In 1988, Edward James Olmos portrayed Jaime Escalante in a film that would come to epitomize the struggle of teaching in a world that didn’t trust teachers. At the end of the movie, an excited secretary asks whether he had heard the news that computers had been delivered to the school. His reply indicates that this kind of delivery will fail to cause the kind of paradigm shift that administration expects, and is as applicable today as it was thirty years ago.
Kaoticanomaly presents a series of often-recursive stories about administration’s addiction to the whimsical spending of taxpayer dollars on anything they consider to be the next panacea.
This is the latest iteration of… “Yep, that’ll do it .”

The education system is full of stories of wasting taxpayer dollars. And yet, for the majority of decisions in regards to spending, there is very little due-diligence from those making the decisions to spend the money under the guise of “students first” (administration’s favorite phrase when it comes to making decisions for, well, anything they believe will work best for teachers and students… with very little input, if any, from either).
Circa 2012, the new administration (superintendent, the assistant superintendents, and the board majority that gave them the positions) over at the district office decided that Smart Boards were to be installed in many of the classrooms throughout the district. Though there are different types of Smart Boards, a little research showed that the cost of each item, if you include the installation, wall mounts, and other paraphernalia that go along with the Smart Boards, ran at least $10k apiece.
I’ll be the first to admit that they were a nice addition to the classroom and did make it easier for the teachers to add visuals to their lessons through this technology. Some districts (because this was not limited to mine) elected for a mobile platform that allowed for the Smart Boards to be moved between a number of classrooms as there wasn’t enough money to purchase one for all teachers, but that isn’t the point—at least for this article.

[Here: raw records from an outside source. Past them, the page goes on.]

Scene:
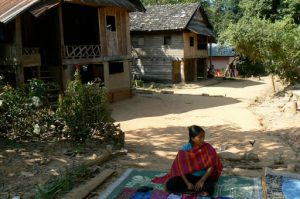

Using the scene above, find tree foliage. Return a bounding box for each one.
[219,0,300,83]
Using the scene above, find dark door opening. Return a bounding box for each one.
[80,64,104,85]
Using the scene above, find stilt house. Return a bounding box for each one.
[0,0,145,101]
[130,3,215,83]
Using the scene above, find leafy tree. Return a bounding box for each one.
[142,0,199,5]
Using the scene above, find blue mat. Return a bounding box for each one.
[264,168,300,199]
[99,169,263,199]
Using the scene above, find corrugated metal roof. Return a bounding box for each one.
[130,3,199,31]
[64,0,146,11]
[0,0,39,23]
[29,0,60,17]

Two years later, a new administration came in (after voters ousted all but one board member; this led to the removal of many administrative positions that were given to those who were part of the faction of the ousted board majority, but that’s a story unto itself) and decided that Smart Boards were not the way the district should be headed. This new superintendent and his handpicked inner circle decided to remove the majority of the two-year old Smart Boards and install new, eighty-inch touch-screen monitors at the front of each classroom. The total for these monitors—including installation and everything else that came along with them—was also about $10k apiece; the money for this expenditure was raised through yet another bond issuance.
Now, you might be thinking that the district would sell the Smart Boards that were taken down to recoup some of the money that was spent and maybe replace some books that are nearly 15 years of age or maybe some relic-like lab equipment, and you might one day be right. But as of now, there are at least 20 of these Smart Boards sitting in different portables and are turning into nothing more than expensive dust collectors. And as you know, the value of this technology on the secondary market will only decrease as time passes.
This type of decision making by your typical revolving-door administration (a specific, growing subset of administration, and not the good one), who only view the purchasing of technology as a photo op, and to pad their résumé, for their next job after they’ve completed their two-to-three year stint at their current site of employment, is the main reason that school districts are always running out of money and have to push one bond issuance after another on the local population, and also have to cut teachers or spending on students because there is simply never enough funding.
This was just one example of frivolous spending by people who, coincidentally, have the least interaction with the students who are constantly claiming that they are putting first. They have no trouble spending money on technology, multi-day conferences (administration attended at least three last year at a minimum cost of $15k each), and other experts in the latest educational acronym (one small group cost the district at least $25k this year), but have no trouble cutting teachers (our site alone lost two in the core subject areas) resulting in larger class sizes.
The cognitive dissonance when it comes to what administration believes is best for student learning is, of course, not measurable. Yet, they are the ones who ultimately have the final say as to how funds are spent and what they are spent on. They are the ones who are willing to spend hundreds of thousands of dollars on new monitors only two years after hundreds of thousands of dollars were spent on Smart Boards, and yet, can’t find any funds to replace fifteen-year old textbooks, or find a few hundred dollars to help fill in the gaps in funding that many clubs and sports are in need of every year.
Secretary: Mr. Escalante, Mr. Escalante, did you hear the news? We got the computers!
Jaime Escalante: Yep, that’ll do it.